NCA-GENL Question 3
Single answerAn AI team is developing a generative language model for summarizing documents. They decide to use supervised learning to fine-tune a pre-trained model. Which of the following is a key aspect of supervised learning that applies in this scenario?
- A
Using unlabeled data to train the model
- B
Providing labeled input-output pairs for fine-tuning
- C
Allowing the model to learn without human intervention
- D
Employing reinforcement signals to guide training
Show answer and explanation
Correct answer: B
Explanation
Supervised learning is characterized by the use of labeled input-output pairs.
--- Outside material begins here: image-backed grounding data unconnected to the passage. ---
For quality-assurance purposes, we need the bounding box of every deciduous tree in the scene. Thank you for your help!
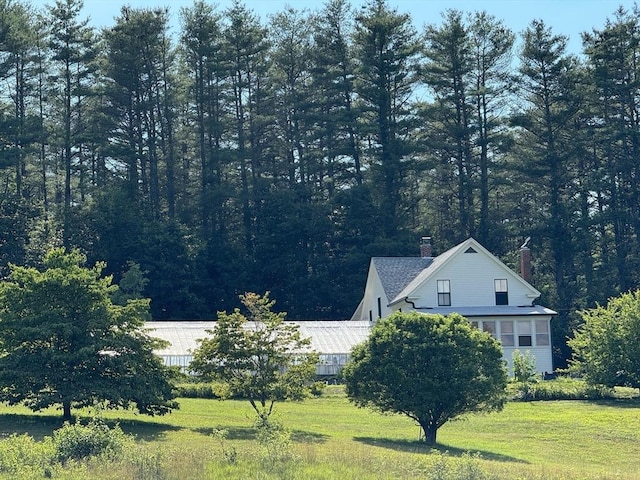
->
[569,290,640,389]
[0,248,178,420]
[343,311,507,445]
[190,292,318,421]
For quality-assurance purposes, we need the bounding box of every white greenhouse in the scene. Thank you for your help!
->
[145,320,371,377]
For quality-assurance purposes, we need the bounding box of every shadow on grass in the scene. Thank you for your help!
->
[193,426,254,440]
[290,429,329,444]
[590,397,640,408]
[0,413,66,441]
[192,426,328,444]
[0,412,183,443]
[354,436,528,464]
[109,417,182,441]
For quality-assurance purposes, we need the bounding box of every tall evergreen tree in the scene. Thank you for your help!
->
[47,0,97,247]
[224,2,271,254]
[309,0,363,195]
[467,12,515,250]
[180,1,231,239]
[269,6,314,191]
[582,6,640,296]
[422,10,476,240]
[513,20,582,366]
[103,6,174,219]
[353,0,422,237]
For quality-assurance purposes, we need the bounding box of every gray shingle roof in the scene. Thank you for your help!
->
[373,257,432,302]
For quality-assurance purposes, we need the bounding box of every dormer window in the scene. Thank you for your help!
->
[437,280,451,306]
[495,279,508,305]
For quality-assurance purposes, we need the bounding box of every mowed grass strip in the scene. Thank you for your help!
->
[0,388,638,479]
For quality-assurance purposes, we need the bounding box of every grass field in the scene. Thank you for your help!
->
[0,386,638,479]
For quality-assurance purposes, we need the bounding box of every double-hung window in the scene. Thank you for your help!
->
[500,320,514,346]
[535,320,550,346]
[437,280,451,306]
[495,279,508,305]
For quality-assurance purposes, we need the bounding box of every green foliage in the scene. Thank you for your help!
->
[174,382,230,399]
[343,311,508,445]
[426,452,492,480]
[254,416,300,473]
[110,261,149,308]
[4,0,640,374]
[190,292,319,420]
[508,376,613,401]
[53,418,130,463]
[0,433,54,477]
[0,248,178,419]
[512,350,539,384]
[569,290,640,388]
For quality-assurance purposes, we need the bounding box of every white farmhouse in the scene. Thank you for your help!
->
[350,237,556,374]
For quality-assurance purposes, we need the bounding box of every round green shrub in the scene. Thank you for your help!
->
[53,418,130,463]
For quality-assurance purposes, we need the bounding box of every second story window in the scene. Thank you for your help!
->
[437,280,451,306]
[495,279,508,305]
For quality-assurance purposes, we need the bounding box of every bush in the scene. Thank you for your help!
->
[512,350,538,384]
[174,381,230,399]
[53,418,130,463]
[0,433,54,477]
[509,376,614,401]
[309,381,327,397]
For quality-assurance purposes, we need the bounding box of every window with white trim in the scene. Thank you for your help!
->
[483,321,496,338]
[500,320,514,346]
[517,321,532,347]
[495,279,508,305]
[535,320,550,346]
[437,280,451,306]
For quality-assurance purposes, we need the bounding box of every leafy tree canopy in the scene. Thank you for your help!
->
[569,290,640,389]
[189,292,319,421]
[342,311,508,445]
[0,248,178,420]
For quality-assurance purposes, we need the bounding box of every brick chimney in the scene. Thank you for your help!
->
[519,238,532,283]
[420,236,432,258]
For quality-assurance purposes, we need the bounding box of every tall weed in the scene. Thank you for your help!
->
[254,415,301,479]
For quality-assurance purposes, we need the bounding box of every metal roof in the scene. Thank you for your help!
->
[145,320,372,356]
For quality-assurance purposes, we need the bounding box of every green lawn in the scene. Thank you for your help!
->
[0,388,638,479]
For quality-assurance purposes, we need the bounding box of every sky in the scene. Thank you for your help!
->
[32,0,638,56]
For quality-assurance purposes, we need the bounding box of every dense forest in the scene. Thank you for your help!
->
[1,0,639,365]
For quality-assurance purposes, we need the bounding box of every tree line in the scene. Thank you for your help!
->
[1,0,639,366]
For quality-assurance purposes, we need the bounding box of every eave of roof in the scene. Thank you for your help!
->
[411,305,557,317]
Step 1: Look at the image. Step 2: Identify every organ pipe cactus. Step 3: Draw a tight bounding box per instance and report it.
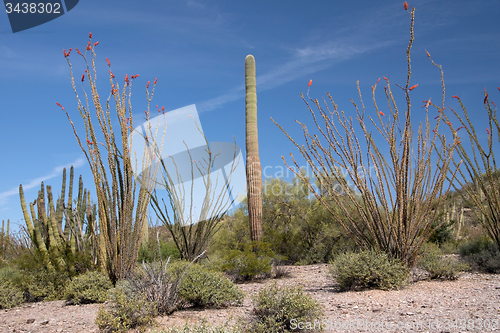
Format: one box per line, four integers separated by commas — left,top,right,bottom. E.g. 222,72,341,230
245,55,263,241
19,166,97,271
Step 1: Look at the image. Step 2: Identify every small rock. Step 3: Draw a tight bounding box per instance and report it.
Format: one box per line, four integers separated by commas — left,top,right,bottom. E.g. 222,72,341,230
26,318,35,324
41,320,49,325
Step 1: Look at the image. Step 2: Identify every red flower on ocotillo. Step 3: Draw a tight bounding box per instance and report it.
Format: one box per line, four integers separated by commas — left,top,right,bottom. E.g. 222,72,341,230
487,128,490,135
106,58,110,66
452,95,460,99
379,111,385,116
147,81,150,88
125,74,129,85
308,80,312,87
86,42,91,51
446,121,452,126
109,70,115,78
89,32,92,39
484,92,489,104
81,74,84,82
404,1,408,10
93,42,99,47
154,78,157,85
409,84,418,91
76,48,81,55
131,74,139,79
456,126,465,131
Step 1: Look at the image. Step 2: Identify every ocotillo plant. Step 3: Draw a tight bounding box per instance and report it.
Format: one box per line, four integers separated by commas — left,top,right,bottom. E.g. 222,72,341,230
19,166,97,271
435,84,500,249
58,34,160,283
245,54,263,242
272,6,459,267
148,117,240,261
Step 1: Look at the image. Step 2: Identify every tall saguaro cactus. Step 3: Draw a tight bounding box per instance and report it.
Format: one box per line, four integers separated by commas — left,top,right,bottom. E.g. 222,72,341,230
245,54,263,241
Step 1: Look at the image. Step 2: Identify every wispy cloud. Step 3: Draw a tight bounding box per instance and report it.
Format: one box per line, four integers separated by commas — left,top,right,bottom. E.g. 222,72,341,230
198,39,393,112
0,157,85,207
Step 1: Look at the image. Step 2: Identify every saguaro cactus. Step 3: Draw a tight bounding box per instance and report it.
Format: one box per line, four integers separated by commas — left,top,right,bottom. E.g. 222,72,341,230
245,54,263,241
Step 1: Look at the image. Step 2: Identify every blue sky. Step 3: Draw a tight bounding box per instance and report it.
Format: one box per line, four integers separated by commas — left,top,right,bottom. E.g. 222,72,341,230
1,0,499,232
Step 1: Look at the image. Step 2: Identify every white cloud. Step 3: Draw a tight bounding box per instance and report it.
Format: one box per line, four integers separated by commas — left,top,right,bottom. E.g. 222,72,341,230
0,157,86,207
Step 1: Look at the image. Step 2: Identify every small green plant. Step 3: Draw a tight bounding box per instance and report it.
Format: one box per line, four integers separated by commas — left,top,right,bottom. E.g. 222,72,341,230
64,270,112,305
329,249,409,291
417,243,469,280
222,241,274,281
95,280,157,333
177,263,244,308
0,279,24,309
240,282,323,333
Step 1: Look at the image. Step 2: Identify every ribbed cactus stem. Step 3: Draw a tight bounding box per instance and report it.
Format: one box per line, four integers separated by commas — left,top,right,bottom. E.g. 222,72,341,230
19,185,53,271
245,54,263,242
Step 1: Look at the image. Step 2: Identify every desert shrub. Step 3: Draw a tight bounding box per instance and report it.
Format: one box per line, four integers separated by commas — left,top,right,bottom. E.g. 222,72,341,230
271,259,291,279
240,282,323,333
12,246,97,302
138,239,180,263
459,236,500,273
157,320,236,333
459,235,495,256
417,243,469,280
211,179,353,266
0,265,23,284
126,259,189,315
95,280,157,333
221,241,274,281
177,263,244,308
0,278,24,309
428,218,456,246
64,270,112,305
329,249,409,291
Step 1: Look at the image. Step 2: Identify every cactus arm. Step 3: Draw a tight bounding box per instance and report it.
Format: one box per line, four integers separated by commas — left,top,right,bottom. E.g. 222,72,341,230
19,185,37,245
56,168,66,236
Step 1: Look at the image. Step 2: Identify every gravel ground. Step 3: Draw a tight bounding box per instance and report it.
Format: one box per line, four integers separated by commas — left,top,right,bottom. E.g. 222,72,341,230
1,264,499,333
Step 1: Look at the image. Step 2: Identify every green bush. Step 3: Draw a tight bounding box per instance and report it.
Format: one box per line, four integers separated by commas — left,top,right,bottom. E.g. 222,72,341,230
138,239,180,263
459,236,500,273
459,235,495,256
0,279,24,309
178,263,244,308
417,243,469,280
329,249,409,291
210,177,354,266
64,270,112,305
13,247,96,302
240,282,323,333
221,241,274,281
95,280,157,333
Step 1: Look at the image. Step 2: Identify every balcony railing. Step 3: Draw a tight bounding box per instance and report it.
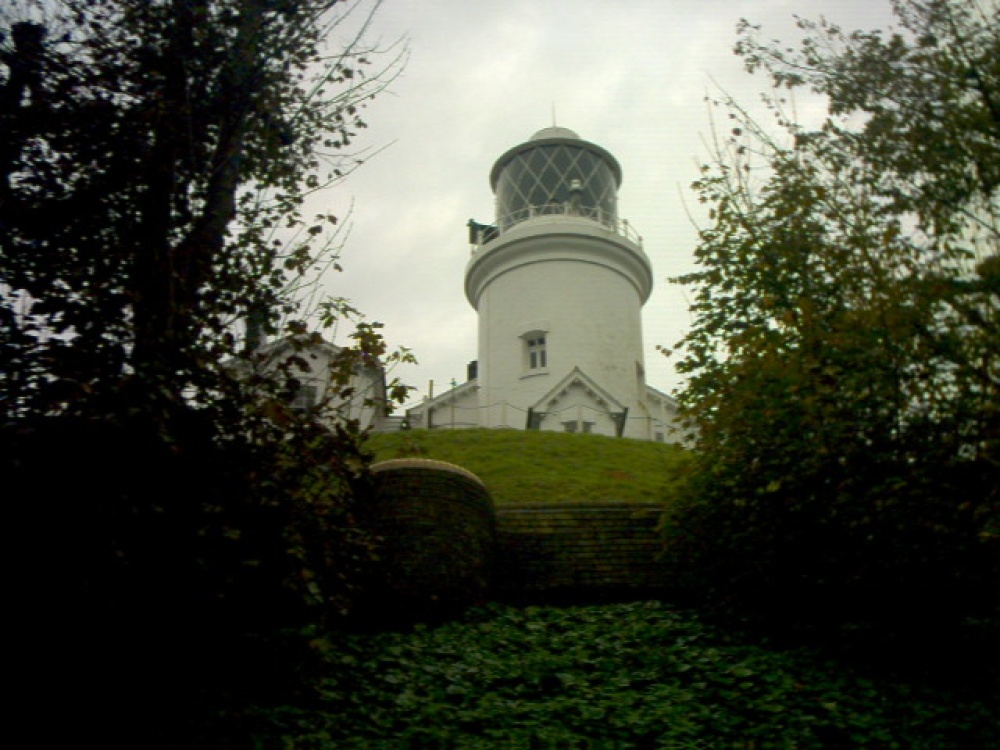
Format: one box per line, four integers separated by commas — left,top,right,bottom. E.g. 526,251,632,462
468,204,642,249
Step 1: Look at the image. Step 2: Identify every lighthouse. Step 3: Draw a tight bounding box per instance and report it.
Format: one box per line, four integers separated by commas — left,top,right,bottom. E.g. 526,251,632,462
410,127,678,441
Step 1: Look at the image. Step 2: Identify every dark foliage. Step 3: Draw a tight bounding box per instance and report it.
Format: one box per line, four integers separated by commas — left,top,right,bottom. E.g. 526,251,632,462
1,1,407,744
5,405,383,745
663,0,999,647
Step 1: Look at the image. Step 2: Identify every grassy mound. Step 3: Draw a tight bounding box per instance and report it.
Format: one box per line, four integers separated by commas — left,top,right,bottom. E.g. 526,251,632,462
364,428,693,506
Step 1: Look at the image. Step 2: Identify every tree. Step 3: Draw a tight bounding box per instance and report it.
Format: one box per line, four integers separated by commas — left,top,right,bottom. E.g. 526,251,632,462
1,1,409,743
663,0,999,642
1,0,406,419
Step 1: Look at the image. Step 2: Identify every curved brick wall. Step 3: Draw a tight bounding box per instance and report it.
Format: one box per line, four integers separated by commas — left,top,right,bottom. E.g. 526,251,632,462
363,459,497,620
In this case, fine-tuning a pre-trained generative language model for summarization requires labeled training data, where each document (input) is paired with its corresponding summary (output). This distinguishes it from other techniques like unsupervised learning (which uses unlabeled data) or reinforcement learning (which uses reward signals).
- A. Incorrect.
Supervised learning requires labeled data, so using unlabeled data directly does not apply in this context.
- B. Correct.
Supervised learning involves providing labeled input-output pairs, such as documents and their corresponding summaries, which is key to fine-tuning the generative model.
- C. Incorrect.
While unsupervised learning involves learning without human intervention, supervised learning explicitly relies on labeled data, making this incorrect for the given scenario.
- D. Incorrect.
Reinforcement learning involves reward signals to guide training, which is not part of supervised learning or the described fine-tuning process.